Dielectrophoresis (DEP) is an electrokinetic phenomenon in which polarizable particles move in response to a non-uniform electric field. Unlike electrophoresis, which depends on a particle’s net charge, DEP arises from induced dipoles, allowing it to act on neutral as well as charged species. When a particle is placed in a spatially varying electric field, differences in permittivity and conductivity between the particle and the surrounding medium determine whether it experiences positive DEP (motion toward regions of high field intensity) or negative DEP (motion away from those regions).
DEP is a label-free separation method that exploits intrinsic biophysical properties—such as membrane capacitance, cytoplasmic conductivity, and particle size—rather than molecular markers. These properties are often captured in the frequency-dependent Clausius–Mossotti factor, which governs both the magnitude and direction of the DEP force. By tuning the frequency of the applied alternating current (AC) field, it is possible to selectively manipulate different particle populations within the same sample.
This selectivity is particularly valuable in the context of isolating nanoparticles from complex biological matrices such as plasma, serum, or cell culture supernatants. These samples typically contain a wide size distribution of components, including cells, protein aggregates, lipoproteins, and extracellular vesicles (EVs). Conventional isolation techniques—such as ultracentrifugation, size-exclusion chromatography, or precipitation—often involve trade-offs between yield, purity, and processing time, and can introduce shear stress or co-isolate contaminants.

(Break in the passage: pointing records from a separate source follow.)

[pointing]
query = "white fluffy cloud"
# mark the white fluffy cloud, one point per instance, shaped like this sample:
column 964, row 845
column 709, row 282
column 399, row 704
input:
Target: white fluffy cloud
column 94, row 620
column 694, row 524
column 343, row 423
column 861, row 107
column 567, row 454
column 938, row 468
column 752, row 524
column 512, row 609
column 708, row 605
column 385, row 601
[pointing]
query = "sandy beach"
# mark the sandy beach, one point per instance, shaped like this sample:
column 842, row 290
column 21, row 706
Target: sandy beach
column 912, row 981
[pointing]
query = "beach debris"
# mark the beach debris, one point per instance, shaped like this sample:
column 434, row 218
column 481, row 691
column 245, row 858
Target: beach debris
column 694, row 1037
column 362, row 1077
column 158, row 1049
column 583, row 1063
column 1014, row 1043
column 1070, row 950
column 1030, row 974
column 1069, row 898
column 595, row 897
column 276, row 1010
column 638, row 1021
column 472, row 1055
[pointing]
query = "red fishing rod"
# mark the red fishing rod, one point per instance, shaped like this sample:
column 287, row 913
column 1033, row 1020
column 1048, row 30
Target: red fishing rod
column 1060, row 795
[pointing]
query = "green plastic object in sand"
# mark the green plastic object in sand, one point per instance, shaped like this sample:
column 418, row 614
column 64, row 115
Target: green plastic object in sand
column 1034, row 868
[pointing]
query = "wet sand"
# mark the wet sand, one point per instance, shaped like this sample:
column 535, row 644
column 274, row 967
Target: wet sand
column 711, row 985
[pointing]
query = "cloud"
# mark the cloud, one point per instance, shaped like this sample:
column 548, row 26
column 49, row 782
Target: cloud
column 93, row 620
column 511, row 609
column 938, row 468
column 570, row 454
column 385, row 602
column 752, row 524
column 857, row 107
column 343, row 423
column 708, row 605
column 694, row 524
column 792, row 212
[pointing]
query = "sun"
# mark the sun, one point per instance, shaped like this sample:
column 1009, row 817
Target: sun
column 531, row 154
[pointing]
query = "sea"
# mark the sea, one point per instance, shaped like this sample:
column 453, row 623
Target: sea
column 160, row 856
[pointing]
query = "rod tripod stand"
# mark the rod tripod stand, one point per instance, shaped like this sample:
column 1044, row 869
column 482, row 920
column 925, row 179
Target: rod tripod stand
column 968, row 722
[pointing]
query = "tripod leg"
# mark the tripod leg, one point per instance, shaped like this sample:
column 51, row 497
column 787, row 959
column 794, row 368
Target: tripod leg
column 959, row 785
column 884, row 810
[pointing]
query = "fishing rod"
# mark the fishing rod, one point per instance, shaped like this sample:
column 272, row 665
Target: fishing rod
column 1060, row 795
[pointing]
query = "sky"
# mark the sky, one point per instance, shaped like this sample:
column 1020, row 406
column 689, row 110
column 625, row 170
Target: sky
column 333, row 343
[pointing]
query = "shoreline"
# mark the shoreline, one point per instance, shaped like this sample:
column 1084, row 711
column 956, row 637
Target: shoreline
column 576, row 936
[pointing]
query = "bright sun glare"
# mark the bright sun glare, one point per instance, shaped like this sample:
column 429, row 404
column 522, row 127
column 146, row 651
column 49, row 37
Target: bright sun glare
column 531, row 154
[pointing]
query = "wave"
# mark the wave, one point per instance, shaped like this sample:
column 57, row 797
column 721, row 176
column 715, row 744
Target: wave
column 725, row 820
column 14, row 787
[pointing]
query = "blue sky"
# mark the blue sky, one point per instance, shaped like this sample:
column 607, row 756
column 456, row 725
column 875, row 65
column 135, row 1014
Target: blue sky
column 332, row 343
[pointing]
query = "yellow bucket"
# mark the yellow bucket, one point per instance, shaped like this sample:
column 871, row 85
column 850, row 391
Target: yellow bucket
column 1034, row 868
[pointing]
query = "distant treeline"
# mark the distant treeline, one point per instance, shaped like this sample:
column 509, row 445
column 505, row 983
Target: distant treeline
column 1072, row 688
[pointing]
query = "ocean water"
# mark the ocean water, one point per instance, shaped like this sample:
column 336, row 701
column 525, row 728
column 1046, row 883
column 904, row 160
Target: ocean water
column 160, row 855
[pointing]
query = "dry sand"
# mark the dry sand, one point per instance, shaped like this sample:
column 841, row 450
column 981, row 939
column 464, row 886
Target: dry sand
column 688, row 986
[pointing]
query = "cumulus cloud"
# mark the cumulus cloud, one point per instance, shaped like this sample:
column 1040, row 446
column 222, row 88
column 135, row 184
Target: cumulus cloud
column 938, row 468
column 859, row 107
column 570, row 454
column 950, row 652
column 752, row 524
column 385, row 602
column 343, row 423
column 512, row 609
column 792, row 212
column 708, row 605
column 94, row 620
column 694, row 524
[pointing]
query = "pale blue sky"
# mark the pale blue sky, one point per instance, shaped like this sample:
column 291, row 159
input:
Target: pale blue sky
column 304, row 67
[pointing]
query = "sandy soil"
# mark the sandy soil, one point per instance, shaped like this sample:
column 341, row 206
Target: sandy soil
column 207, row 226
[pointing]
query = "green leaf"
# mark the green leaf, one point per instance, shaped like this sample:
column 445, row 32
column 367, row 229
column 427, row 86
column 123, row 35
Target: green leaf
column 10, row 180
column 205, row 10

DEP provides an alternative that can enrich or separate nanoparticles based on their dielectric signatures rather than solely on size or density. For example, extracellular vesicles, viruses, and synthetic nanoparticles each exhibit distinct frequency-dependent responses due to differences in membrane composition, internal structure, and surface properties. By selecting appropriate field conditions, DEP can concentrate target nanoparticles at electrode edges or within specific regions of a microfluidic device, while excluding larger cells or unwanted debris.
In practice, DEP is commonly implemented in microfluidic platforms with patterned microelectrodes. These systems allow precise control over field gradients and enable continuous-flow or batch processing of small sample volumes. Importantly, because the forces involved are relatively gentle, DEP can preserve the structural integrity and biological activity of sensitive nanoparticles, which is critical for downstream analyses such as RNA profiling, proteomics, or functional assays.
Recent applications include the enrichment of extracellular vesicles for biomarker discovery, isolation of viral particles for rapid diagnostics, and separation of engineered nanocarriers used in drug delivery research.
Dielectrophoresis offers a tunable, label-free approach for manipulating and isolating extracellular vesicles from biologically complex samples. Its ability to discriminate based on dielectric properties makes it especially valuable for isolating nanoparticles from complex biological samples, with growing applications in medicine, research, and biotechnology.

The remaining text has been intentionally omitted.